LA Metropolis Condo I, LLC (‘LAMC’) was a limited liability company established under Delaware law. The purpose of LAMC was to raise capital from foreign investors for further investment. LAMC had succeeded in attracting 200 investors. A&J Capital, Inc. (‘A&J’) was manager of LAMC. The relationship between LAMC, A&J, and the investors was governed by two agreements: an Operating Agreement and a Management Agreement. Under the Operating Agreement, the investors could remove a manager ‘for gross negligence, intentional misconduct, fraud or deceit, all as more fully set forth in the Management Agreement’; under the Management Agreement, the investors were ‘entitled to exercise their respective powers under the Operating Agreement’ for the purpose of appointing a new manager. A majority of the investors decided to remove A&J as manager of LAMC, and appoint Law Office of Krug as the interim manager of LAMC. A&J contended that, before removal, it was entitled to a notice of the intended removal, and an opportunity to respond to the notice. To support this argument, A&J relied on its rights under corporate common law.

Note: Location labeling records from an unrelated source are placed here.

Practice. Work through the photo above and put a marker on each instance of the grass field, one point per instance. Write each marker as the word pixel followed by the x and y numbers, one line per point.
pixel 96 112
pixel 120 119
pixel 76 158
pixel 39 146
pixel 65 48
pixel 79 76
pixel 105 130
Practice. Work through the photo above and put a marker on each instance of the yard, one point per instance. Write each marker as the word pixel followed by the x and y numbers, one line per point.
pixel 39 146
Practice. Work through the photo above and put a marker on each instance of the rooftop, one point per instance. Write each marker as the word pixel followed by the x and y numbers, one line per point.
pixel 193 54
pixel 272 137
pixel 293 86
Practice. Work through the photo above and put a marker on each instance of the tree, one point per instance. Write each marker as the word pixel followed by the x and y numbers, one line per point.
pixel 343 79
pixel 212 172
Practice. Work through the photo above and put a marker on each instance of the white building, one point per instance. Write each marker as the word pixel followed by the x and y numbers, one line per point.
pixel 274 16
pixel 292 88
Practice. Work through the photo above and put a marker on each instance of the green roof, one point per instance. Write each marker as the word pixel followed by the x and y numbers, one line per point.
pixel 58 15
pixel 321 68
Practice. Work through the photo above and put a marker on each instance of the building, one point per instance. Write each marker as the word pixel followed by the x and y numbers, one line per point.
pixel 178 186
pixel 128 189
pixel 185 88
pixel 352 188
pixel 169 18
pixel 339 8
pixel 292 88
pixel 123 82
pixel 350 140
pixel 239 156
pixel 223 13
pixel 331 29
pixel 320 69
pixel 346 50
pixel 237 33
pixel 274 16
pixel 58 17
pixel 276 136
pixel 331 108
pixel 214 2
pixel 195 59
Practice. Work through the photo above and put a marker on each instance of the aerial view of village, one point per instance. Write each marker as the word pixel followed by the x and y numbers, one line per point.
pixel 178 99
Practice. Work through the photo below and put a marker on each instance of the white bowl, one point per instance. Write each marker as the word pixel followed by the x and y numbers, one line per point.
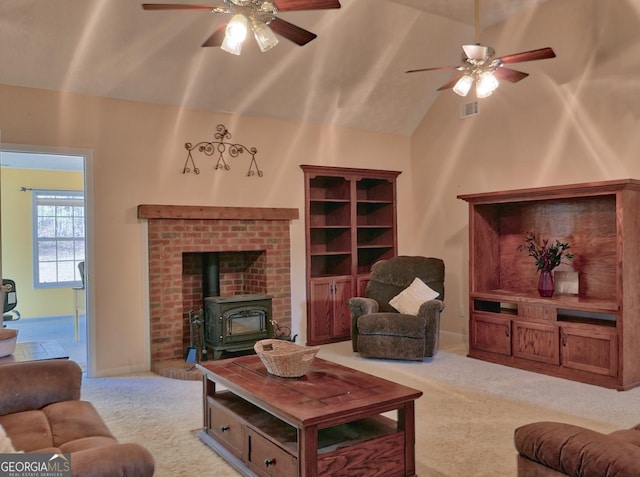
pixel 8 340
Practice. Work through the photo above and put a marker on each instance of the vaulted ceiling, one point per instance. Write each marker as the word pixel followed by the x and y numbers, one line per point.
pixel 352 75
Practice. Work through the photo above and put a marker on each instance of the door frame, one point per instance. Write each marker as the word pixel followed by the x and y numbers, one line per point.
pixel 87 155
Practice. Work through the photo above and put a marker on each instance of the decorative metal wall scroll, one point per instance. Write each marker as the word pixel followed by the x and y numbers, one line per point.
pixel 220 148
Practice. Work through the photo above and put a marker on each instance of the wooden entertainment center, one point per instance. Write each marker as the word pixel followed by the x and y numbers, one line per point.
pixel 326 423
pixel 591 336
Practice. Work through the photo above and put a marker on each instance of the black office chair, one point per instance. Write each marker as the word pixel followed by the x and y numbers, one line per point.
pixel 9 313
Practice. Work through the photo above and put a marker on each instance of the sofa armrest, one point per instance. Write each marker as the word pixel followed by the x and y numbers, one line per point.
pixel 360 306
pixel 117 460
pixel 576 451
pixel 430 312
pixel 35 384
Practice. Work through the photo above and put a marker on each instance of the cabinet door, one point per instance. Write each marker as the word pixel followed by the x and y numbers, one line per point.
pixel 491 332
pixel 321 310
pixel 362 282
pixel 330 318
pixel 342 292
pixel 590 348
pixel 536 341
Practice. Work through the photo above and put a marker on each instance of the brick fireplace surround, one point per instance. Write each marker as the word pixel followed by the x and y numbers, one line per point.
pixel 254 249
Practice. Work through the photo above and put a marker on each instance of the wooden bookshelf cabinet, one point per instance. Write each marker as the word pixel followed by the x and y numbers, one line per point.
pixel 350 224
pixel 590 336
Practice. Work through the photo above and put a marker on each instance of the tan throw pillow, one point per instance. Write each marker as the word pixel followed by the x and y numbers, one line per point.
pixel 408 301
pixel 6 447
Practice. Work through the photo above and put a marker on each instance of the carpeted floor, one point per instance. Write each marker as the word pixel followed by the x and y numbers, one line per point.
pixel 464 420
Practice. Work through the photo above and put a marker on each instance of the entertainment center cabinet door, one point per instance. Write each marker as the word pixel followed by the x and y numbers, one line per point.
pixel 590 348
pixel 491 332
pixel 536 341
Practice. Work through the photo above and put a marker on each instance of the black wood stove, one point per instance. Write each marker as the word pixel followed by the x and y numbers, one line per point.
pixel 233 324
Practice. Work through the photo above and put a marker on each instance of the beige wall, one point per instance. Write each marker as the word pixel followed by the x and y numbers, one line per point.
pixel 137 158
pixel 17 243
pixel 575 119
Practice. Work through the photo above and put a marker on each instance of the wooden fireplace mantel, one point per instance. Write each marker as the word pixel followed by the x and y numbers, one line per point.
pixel 193 212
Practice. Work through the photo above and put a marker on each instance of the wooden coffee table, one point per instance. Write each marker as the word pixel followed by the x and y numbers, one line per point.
pixel 326 423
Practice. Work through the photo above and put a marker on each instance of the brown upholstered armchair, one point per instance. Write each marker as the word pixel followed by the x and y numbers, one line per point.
pixel 378 330
pixel 41 412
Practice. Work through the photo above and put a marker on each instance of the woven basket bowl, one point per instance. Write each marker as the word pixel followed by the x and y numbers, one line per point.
pixel 285 359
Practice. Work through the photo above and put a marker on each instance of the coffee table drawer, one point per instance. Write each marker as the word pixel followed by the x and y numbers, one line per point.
pixel 267 459
pixel 226 427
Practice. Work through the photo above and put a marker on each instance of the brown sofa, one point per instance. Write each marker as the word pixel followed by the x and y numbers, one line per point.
pixel 41 411
pixel 553 449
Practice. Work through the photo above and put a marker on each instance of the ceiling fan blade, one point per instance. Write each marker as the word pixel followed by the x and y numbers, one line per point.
pixel 291 32
pixel 540 54
pixel 217 37
pixel 452 82
pixel 174 6
pixel 433 69
pixel 510 75
pixel 290 5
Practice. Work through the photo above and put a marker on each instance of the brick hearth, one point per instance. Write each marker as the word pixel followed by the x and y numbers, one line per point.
pixel 254 249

In its decision of 18 July 2018, the Court of Chancery of the State of Delaware denied this claim.

The decision of the Court of Chancery depended on answering the question of whether a Delaware LLC, or this particular LLC, was akin first to a corporation, or was akin first to a contractual arrangement. If LAMC was to be considered a corporation, A&J’s claim could be successful; if LAMC was to be considered a contractual arrangement, A&J’s claim could not be successful. Joseph R. Slights III, Vice Chancellor, for the court, concluded ‘that LAMC is clearly not analogous to a corporation, in structure or operation, and that drawing from corporate common law to interpret the […] removal provisions in the Agreements would be tantamount to rewriting the Company’s governance agreements without the parties’ consent’.

The reasoning that the Court of Chancery relied on to reach its decision included the following points:

‘A&J […] argues that pre-removal notice is implicit in the Agreements because that is a sine qua non of for cause removal recognized in our common law. […] A&J argues that a requirement has emerged in the common law that before a director of a Delaware corporation may be removed for cause, that director must be given pre-removal notice of the purported “cause” for removal and an opportunity to respond. […] For reasons explained below, I disagree’ (footnote deleted),

‘In governance disputes among constituencies in an LLC, the starting (and end) point almost always is the parties’ bargained-for operating agreement, and the court’s role in these disputes is to “interpret (the) contract (and) effectuate the parties’ intent.”’, ‘[…] when the parties themselves embrace corporate elements within their operating agreement, this court has taken that as a signal of the parties’ intent to model their alternative entity on a traditional corporate structure’, and: ‘LAMC is a prime example of an LLC that is expressly “uncorporate” in its governance structure. The Agreements provide for management by a single managing member rather than by a board of managers, and [the] Members, unlike stockholders in a corporation, have reserved for themselves the “sole and exclusive right to approve or disapprove” several operational decisions’ (footnotes deleted).

This reasoning by the Court of Chancery resembles the reasoning in the judgment of the Supreme Court of Canada of 31 May 2018 in Highwood Congregation of Jehovah’s Witnesses (Judicial Committee) v. Wall, as reported in the Leiden Law Blog of 6 September 2018. Courts will not adjudicate all (real or perceived) injustices. This may serve either as a disappointment, or as a wake-up call.

The decision of the Court of Chancery of the State of Delaware (Joseph R. Slights III, Vice Chancellor) of 18 July 2018.